LOS ANGELES – For years, L.A.-based author Lizzie Garrett Mettler thought “tomboy” was a dirty word.

“I was a definite tomboy when I was a kid,” she says. “It was a nightmare for my parents to get me into a dress for a stretch of years.”

As she became a teenager and young adult, she pushed that side of herself away. That changed when she started reading street fashion blogs like the Sartorialist and A Cup of Jo, and saw comments from readers who couldn’t get enough of Alexa Chung and Lou Doillon’s “tomboy style.”

Maybe, Mettler thought, there was something to her lifelong fascination with Belgian loafers, tattered Lacoste polos and Barbour jackets.

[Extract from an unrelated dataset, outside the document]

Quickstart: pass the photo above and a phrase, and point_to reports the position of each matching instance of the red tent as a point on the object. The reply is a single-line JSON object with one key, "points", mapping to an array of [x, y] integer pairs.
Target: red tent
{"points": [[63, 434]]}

Indeed, in recent years, men’s wear-inspired fashion for women has gone mainstream. It’s seen at J. Crew, where you can find a “schoolboy blazer”; on the streets, where the Breton sailor stripe shirt trend won’t go away; and on the runways, in Scott Sternberg’s neo-preppy Boy by Band of Outsiders collection and in the 1970s-inspired trouser and oversized button-down shirt looks by Phoebe Philo at Celine.

“Something clicked in my head,” Mettler says. “So I started a blog to answer my own question about what makes a tomboy stylish.”

That blog, tomboystyle.blogspot.com, launched in May 2010, inspired the book “Tomboy Style: Beyond the Boundaries of Fashion,” which was published this month by Rizzoli. The book is a visual history, documenting 80 years of women who blur the gender lines.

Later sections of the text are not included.